People are desperate to get into data science, companies are desperate to get into data science, but the bulk of what is being produced are Machine Learning models which never make it into Production and end up in the twilight zone of Jupyter Notebooks.
While HBR’s infamous article was published in 2012; it took around two years for another landmark article to see the light of day. In “Machine Learning: The High Interest Credit Card of Technical Debt (2014)”, researchers from Google claimed:
(…) we note that it is remarkably easy to incur massive ongoing maintenance costs at the system level when applying machine learning. The goal of this paper is highlight several machine learning specific risk factors and design patterns to be avoided or refactored where possible. These include boundary erosion, entanglement, hidden feedback loops, undeclared consumers, data dependencies, changes in the external world, and a variety of system-level anti-patterns.
This happenned a good two years after Harvard’s article had been published. It was the first time someone raised the importance of thinking about machine learning productionization as a discipline in itself — at least in the tech mainstream.
Looking at the most critical aspects mentioned by Google Researchers, one might see an overlap with another science that has been around for quite a while.

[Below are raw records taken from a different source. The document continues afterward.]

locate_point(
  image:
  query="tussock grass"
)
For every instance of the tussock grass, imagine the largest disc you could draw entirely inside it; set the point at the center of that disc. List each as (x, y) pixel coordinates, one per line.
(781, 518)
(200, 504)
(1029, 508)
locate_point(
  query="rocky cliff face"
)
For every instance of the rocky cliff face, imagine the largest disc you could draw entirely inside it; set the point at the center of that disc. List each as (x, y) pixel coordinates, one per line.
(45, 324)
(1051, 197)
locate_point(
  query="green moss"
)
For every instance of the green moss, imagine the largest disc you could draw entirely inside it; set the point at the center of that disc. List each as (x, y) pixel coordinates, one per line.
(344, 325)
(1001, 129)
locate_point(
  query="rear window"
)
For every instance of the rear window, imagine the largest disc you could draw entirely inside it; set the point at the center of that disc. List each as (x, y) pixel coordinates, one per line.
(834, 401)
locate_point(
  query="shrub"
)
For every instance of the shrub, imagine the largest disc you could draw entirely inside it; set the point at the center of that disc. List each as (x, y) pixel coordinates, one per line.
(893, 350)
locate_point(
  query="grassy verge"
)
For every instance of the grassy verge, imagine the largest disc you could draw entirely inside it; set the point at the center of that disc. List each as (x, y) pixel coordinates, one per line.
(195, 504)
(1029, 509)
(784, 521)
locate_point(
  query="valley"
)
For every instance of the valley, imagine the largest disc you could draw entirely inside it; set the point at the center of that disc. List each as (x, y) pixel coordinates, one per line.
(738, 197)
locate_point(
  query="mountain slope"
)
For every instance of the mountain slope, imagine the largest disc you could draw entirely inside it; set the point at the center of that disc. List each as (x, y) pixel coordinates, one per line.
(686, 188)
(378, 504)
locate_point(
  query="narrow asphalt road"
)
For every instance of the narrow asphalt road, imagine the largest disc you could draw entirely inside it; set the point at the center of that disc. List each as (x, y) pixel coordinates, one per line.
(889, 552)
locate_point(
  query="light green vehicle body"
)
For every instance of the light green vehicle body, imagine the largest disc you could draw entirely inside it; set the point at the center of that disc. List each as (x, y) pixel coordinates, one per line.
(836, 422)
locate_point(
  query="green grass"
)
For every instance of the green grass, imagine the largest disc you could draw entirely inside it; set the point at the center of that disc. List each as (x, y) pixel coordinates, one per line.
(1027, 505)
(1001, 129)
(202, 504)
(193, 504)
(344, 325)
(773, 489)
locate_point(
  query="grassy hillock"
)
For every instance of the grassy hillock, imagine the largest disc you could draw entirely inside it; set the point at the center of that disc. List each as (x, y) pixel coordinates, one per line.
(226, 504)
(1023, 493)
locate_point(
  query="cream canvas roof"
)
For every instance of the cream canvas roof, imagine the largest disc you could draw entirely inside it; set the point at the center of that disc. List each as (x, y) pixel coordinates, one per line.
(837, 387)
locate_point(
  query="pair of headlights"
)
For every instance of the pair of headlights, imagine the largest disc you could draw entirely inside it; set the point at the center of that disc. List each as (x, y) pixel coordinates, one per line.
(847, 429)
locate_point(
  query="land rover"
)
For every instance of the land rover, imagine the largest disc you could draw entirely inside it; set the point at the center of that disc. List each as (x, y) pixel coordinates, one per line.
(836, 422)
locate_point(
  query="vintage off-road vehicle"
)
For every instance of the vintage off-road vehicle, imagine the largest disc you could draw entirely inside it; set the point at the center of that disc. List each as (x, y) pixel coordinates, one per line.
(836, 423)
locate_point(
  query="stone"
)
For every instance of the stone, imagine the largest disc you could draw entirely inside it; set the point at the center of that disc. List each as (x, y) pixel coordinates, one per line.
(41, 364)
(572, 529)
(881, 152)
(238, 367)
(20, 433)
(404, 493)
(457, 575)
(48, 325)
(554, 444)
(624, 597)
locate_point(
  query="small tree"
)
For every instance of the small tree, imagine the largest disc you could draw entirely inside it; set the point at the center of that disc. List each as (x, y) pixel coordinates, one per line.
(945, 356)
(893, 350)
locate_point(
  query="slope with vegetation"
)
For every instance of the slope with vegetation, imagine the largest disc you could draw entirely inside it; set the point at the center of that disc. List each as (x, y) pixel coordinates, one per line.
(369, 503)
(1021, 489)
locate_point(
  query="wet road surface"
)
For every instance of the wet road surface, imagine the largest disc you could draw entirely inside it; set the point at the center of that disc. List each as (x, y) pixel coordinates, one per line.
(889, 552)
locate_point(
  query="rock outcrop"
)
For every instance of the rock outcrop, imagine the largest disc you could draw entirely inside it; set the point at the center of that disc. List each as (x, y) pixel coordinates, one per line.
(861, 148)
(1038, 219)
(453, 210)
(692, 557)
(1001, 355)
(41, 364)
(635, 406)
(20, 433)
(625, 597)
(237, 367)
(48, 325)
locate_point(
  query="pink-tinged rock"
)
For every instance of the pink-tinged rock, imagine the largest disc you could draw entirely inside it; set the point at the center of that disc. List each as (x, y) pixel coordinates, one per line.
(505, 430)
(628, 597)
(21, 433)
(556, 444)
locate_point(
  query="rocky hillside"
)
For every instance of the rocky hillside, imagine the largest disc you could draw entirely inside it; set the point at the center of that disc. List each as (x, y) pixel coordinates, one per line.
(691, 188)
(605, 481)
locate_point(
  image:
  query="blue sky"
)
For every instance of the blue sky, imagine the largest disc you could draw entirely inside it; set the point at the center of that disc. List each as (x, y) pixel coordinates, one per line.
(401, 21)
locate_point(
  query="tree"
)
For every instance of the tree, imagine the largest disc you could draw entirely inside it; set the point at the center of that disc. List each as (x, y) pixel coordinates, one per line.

A discipline that has allowed for immense innovation in the form of things that are part of our daily lives, from airspace controlling to social networks, electronic bank transactions and whatnot. Yes, I am talking about Software Engineering.
Machine Learning has already been part of any CS curriculum for at least 50 years. That brings us a follow up question — why has it taken so long for us in the ML industry to connect the dots and leverage software engineering best practices?
The answer might be in the fact that besides being around for many years, software engineering practices have changed dramatically in recent years, specially with the advent of Agile and DevOps. Which are proving to be key concepts in productionizing machine learning systems and thus increasing its business potential.
Companies such as Deep Learning startup Paperspace have been pointing at the issues in this topic in a more concrete fashion:
Here are a few examples: an absurd amount of work happens on siloed desktop computers (even to this day); there’s practically zero automation (e.g. automated tests); collaboration is a mess; pipelines are hacked together with a constellation of home-rolled and brittle scripts; visibility is practically non-existent when it comes to models deployed to development, staging, and production; CI/CD is a foreign concept; model versioning is difficult for many organizations to even define; rigorous health and performance monitoring of models is extremely rare, and the list goes on.
This is where Machine Learning Operations (MLOps) comes to the rescue. MLOps borrows concepts from DevOps, such as Continuous Delivery (CD), while adding new concepts, such as Continuous Training (CT), Monitoring and Observability.
There are other disciplines which while not exactly related to MLOps, play equal importance, such as fairness, explainability, scalability, performance, security and integrity. Besides not being directly related to machine learning systems output, it becomes clear that these concepts become more and more important as machine learning systems and applications evolve.
This is where we come to the purpose of this website. We will cover not only the what and the why of MLOps, but most importantly the how — not only from a conceptual perspective, which is important, but also from the practical side.